LIMERICK — Deep in the ground, beneath the poured concrete and reinforced steel of the Limerick nuclear plant’s evaporation towers, lie several sleeping subterranean threats.

The plant’s operators and the regulators of the federal agency that oversees nuclear plants say these threats are likely to stay asleep. 

And even if the Sanatoga fault, the Chalfont fault or the Ramapo fault awoke and shook those landmark towers in an earthquake, it’s unlikely that quake would be severe enough to cause enough damage to the plant to create a disaster.
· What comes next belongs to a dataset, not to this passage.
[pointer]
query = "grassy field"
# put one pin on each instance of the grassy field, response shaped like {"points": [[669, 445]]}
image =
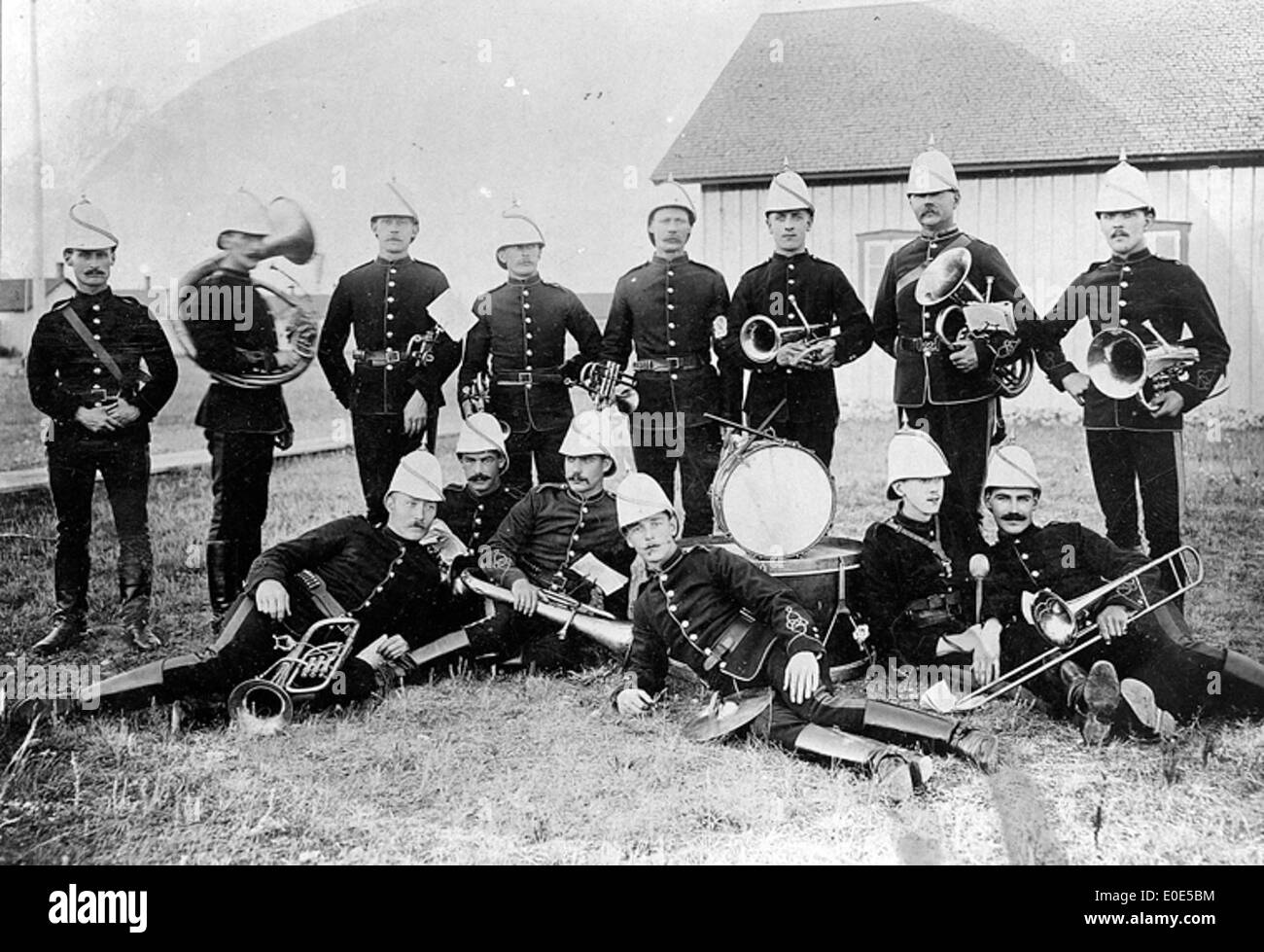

 That was the conclusion reached by geologists who mapped the local faults in 1974 for Philadelphia Electric Company.Despite improvements in geologists’ understanding of the East Coast earthquake picture — clearly punctuated by last August’s unexpected Virginia tremor felt in several states — that conclusion remains unshaken for both the plant’s current owner, Exelon Nuclear, and the Nuclear Regulatory Commission that oversees the plant.

Further, although newly revised earthquake risk assessments will be a factor in any new nuclear plants licensed by the NRC, they will not be considered when evaluating the 20-year license renewal for Exelon Nuclear’s Limerick Generating Station or any other nuclear plant for that matter.

In the end, it comes down to how risk is calculated.

“It is concluded that movement along the shears could not have occurred later than 500,000 years ago,” reads a July 30, 1974, letter signed by Joseph A. Fischer, a partner at Dames and Moore, and Bernard Archer, a senior geologist for the firm.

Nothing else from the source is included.